History of the Max Planck Society — Department Baldwin - Introgression in Co-authorship Networks

By Erick Peirson

An important component of analyzing the causes and dynamics of conceptual change in science is understanding the behavior and influence of individual scientists, in the context of their collaborations and discursive activity. Fleck's concept of Denkkollectiv drew attention to the ways in which patterns of collaboration give rise to specialized Denkstil -- patterns of thought, language, and practice that constitute the lens through which scientists see the natural world and ask questions about it. Consistent with our everyday experience in social situations, Social Network Analysis has shown how power and influence are distributed unevenly among individual actors in collectives, shaping the flow of ideas and information in those social networks. Graph theory gives us a rich collection of concepts and metrics to express such influence quantitatively, based on the structural properties of networks. As historians we are interested not only in the structure of particular social networks, but how those networks evolve. With respect to analyzing the behavior and influence of individual actors, this prompts us to ask how different scientists enter existing collaborative networks, and how their structural position within those networks change over time.

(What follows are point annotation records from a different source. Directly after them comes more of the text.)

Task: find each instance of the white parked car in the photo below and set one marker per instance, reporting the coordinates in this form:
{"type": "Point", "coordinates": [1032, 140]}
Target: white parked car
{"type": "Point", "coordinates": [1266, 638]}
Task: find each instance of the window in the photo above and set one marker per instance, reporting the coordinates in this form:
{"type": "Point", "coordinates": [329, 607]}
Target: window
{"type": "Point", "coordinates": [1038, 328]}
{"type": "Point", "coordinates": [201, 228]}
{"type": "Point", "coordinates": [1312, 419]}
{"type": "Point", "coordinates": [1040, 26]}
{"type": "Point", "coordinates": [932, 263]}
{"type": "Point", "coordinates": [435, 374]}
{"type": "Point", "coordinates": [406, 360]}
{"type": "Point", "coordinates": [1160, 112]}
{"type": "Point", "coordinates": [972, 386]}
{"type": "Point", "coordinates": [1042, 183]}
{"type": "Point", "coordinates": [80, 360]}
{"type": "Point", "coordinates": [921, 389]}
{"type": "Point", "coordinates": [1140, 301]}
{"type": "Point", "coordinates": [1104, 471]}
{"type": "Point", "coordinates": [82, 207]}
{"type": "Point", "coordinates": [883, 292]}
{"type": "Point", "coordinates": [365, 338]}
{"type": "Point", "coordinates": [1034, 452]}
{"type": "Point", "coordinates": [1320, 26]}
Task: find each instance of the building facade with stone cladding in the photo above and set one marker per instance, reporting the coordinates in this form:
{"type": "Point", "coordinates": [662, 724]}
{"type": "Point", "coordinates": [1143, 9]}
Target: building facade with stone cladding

One way to pursue this question is to turn to one of the most readily-available sources of data for estimating collaborative networks in science: bibliographic records from the research literature. We are aware of the shortcomings of this particular data source, but as a test-case we looked at the collaborative behavior of chemical ecologist Ian T. Baldwin, founding director of the Max Planck Institute for Chemical Ecology. Baldwin started publishing in 1981, and around 1/6 of his publications are in the journal Plant Physiology. He started publishing in that journal in 2001. We started by downloading records from the Web of Science for all of the papers published in Plant Physiology from 1999 through 2013. We started a few years before Baldwin started publishing in that journal, so that we could scrutinize the point at which he became active. We loaded the WoS data in Tethne (a Python module developed by the ASU Digital Innovation Group), and generated a coauthorship network.

Using the whole bibliographic dataset yielded a coauthorship network with over 19.5k nodes, which was a bit unwieldy. So we limited the network to the first four years of the dataset (1999 - 2002), and visualized the resulting coauthorship network in Cytoscape. A fairly consistent result in the analysis of coauthorship networks is that such networks feature a single, monstrously large connected component (containing ~50% of the nodes in the whole graph) and many smaller, peripheral components (such networks also tend to be scale-free). In this early time-slice, we found Baldwin in one of the peripheral components (fig 1). Sliding the time-window forward one year (to 2000 - 2003), we noticed that Baldwin had moved from a small, disconnected component to the periphery of the major component (fig 2). In subsequent years, Baldwin moved further into the core of the main component (fig 3).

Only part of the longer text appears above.